С одной стороны, гром оркестра, передающего бурю страстей, с другой – одинокая мелодия флейты, негромко поющей о единственной привязанности.
Какие тайны алхимии переплавили романтические и классические «накопления» в однотонную и нежную ткань «Бедных людей»? Какая чудодействейная операция «сократила» благородных разбойников и луноликих принцесс до крохотных размеров безвестной горожанки? Какая волшебная машинерия превратила театральное великолепие венецианских дворцов в угрюмые петербургские трущобы с их грязными чердаками и мрачными притонами?
Конечно, Достоевский восхищался Бальзаком и Гоголем – создателями новой реалистической литературы. Но включал ли он их персонажи в состав армии «возвышенных героев»? По-видимому, нет. Разве не испытывал он потребности возвеличить любовь Евгении Гранде, когда взялся переводить ее историю? Разве не завершил он свою адаптацию Бальзака торжественным гимном в честь дочери города Сомюра, уподобив ее божественной статуе, вышедшей из рук «вдохновенного художника Древней Греции»? Характеры, выведенные Бальзаком, он, со своей художественной точки зрения, находил тусклыми. И сам создал характеры еще более тусклые! Изменилась ли за несколько месяцев художественная концепция Достоевского? Или же совершился переворот как в его литературном творчестве, так и в его чувствах?
Представим себе подростка, воспитанного в Инженерном замке. Он упивается поэзией и романами: он воображает себя «то Периклом, то Марием, то христианином времен Нерона, то рыцарем на турнире, то Эдуардом Глянденингом из романа „Монастырь“ Вальтера Скотта. Он объявляет себя другом поэта Шидловского („Ведь я волкан! Огонь – моя стихия!“)».
Он проливает слезы над элегиями брата. Он неискушен в жизни. За стенами Училища, как раньше за стенами Мариинской больницы, он живет в мире очаровательных и светлых грез, не подозревая, что когда-нибудь очнется от них. И вот двери распахиваются.

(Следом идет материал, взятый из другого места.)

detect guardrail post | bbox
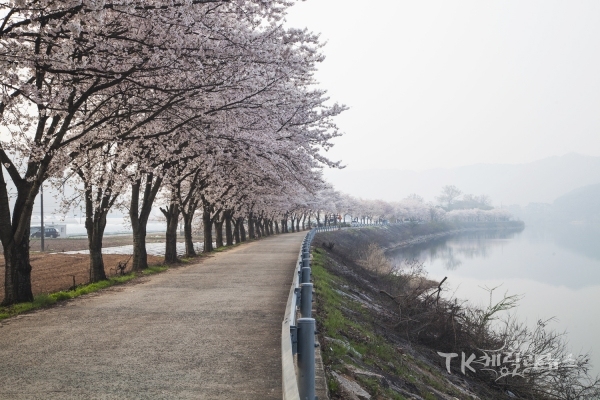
[302,255,310,269]
[301,267,311,284]
[300,283,313,318]
[297,317,316,400]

Перед ним Петербург – его шумные улицы, новые дворцы, административные здания, набитые писцами, а по соседству с элегантными кварталами – дома-казармы, где ютятся отверженные: мелкие чиновники, процентщики, мастеровые, проститутки и студенты. Грязные кабаки, где стоит смрад от табака, горелых тряпок, помоев. Тупики, освещенные единственным фонарем, криво торчащем на столбе. Редкие лавки, куда горластые мегеры, стоя на пороге и держа в руках стакан чая, зазывают клиентов.